How to Sleep With Your Don: A Shitty How-To


We all know you were thinking it. Those overlong stares at that ass (ummmmffff), those heart-pounding moments when your eyes meet. Those late-night genital-stroking moments while you visualize their face, their nostrils flaring with lust. Well if you weren’t thinking it before, you’re thinking it now. Jesus, I’m thinking it now. 
Fortunately, we at Golden Words have you covered (we recommend some additional coverage from the SHRC), with our How-To. Without further ado (what the fuck does that even mean?) 

Step 1: Get Written Up
You’re already thinking, this is a bad idea. That’s why you’ll never sleep with your don. Getting written up is the way you show your don you’re not some chump who’s going to roll over and starfish. Establish yourself as a badass, maybe smoke weed with the door open, and when written up say it was to avoid hotboxing your innocent roommate. Be super nice the whole time you’re getting written up, but also make sure you’re giving an “I don’t care about the rules, I’m humouring you” attitude. Your don will start to think of you as a nice person who likes to live on the dangerous side. 

Step 2: Seduce and Reject a Floormate
Your don knows about the floorcest, they’re not stupid. So if your don has to comfort one of your floormates because you turned them down, they’ll know you’re an aloof but desirable individual. This will raise your level of attractiveness to your don, who may consider seeking to sleep with you to establish dominance over your pathetic floormate.

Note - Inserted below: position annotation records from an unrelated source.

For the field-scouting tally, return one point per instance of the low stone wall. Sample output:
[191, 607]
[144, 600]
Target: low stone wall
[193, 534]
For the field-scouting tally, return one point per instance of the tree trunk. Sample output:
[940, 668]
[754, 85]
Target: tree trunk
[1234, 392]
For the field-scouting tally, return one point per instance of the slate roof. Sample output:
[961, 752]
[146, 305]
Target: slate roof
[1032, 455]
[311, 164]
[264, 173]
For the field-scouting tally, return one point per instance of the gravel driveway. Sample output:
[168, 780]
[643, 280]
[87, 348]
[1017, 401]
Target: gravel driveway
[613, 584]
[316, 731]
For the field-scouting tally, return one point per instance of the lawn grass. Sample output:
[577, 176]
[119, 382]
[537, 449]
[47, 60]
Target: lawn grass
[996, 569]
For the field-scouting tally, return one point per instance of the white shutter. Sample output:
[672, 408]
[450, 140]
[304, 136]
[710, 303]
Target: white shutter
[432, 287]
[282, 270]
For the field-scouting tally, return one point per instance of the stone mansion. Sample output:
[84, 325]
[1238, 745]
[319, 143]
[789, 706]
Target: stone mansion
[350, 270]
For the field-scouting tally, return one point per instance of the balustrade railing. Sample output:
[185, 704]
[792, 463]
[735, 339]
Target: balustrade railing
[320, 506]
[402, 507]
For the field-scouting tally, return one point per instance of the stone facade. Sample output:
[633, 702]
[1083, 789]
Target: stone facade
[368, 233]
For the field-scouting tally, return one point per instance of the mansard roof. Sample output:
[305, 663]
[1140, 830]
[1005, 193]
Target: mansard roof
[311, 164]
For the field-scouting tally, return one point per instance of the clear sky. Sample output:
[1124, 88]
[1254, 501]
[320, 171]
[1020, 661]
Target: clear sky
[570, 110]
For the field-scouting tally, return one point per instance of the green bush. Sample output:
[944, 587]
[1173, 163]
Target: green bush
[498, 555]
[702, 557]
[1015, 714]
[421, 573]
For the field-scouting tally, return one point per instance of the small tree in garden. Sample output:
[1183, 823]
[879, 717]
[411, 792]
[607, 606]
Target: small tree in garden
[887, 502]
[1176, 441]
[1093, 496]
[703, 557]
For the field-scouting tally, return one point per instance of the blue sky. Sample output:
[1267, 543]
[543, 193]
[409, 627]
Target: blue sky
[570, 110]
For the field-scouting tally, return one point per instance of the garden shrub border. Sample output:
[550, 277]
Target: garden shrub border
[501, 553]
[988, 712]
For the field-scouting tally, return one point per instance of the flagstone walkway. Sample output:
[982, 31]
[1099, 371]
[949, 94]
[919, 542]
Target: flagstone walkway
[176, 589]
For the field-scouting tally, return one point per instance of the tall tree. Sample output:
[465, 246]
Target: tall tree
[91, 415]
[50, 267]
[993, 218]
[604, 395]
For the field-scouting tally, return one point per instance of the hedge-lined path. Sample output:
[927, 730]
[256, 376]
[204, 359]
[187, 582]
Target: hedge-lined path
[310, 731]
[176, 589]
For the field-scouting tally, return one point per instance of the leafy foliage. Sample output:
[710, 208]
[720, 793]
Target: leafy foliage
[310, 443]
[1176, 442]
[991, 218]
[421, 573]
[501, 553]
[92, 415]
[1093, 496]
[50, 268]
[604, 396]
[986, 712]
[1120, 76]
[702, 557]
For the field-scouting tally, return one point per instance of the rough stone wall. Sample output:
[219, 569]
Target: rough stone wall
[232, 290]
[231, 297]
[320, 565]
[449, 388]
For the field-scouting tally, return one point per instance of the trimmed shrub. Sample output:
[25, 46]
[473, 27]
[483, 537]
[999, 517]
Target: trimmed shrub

Don’t worry about your floormate, it’s collateral damage and you have to keep your eye on the prize.

Step 3: Be Attractive
Flaunt your glorious body around in a towel – whether or not you have just showered or intend to. If people ask, pass it off as laziness. Take every possible opportunity to take the overlong stares off your don’s ass and into their eyes. Hold it, hold it, then smirk and look back to whatever it was you were doing or your pathetic floormate you were talking to. Soon your don will dream of you.

Step 4: Make the Move
Ask your don if you can talk in private. When your don brings you into their room and shuts the door, look them in the eye. Say, “I can’t stop thinking about you.” If you did your previous homework well, they will say “I can’t stop thinking about you either – but [insert your name here], we can’t – it’s not allowed.” And you’ll recommend that they follow this qr code which leads to a don contract draft clearly stating that romantic interests are strongly discouraged – not prohibited. 

Step 5: Bang Your Don. 
If you don’t know how this step works, we can’t help you. Hopefully you read the whole thing before you started just following the steps. Like what if this had been a trap? It’s lucky for you we’re good people [Editor’s Note: bullshit we’re good people. We’re funny people, the whole point of being funny is so people don’t care that we’re assholes.]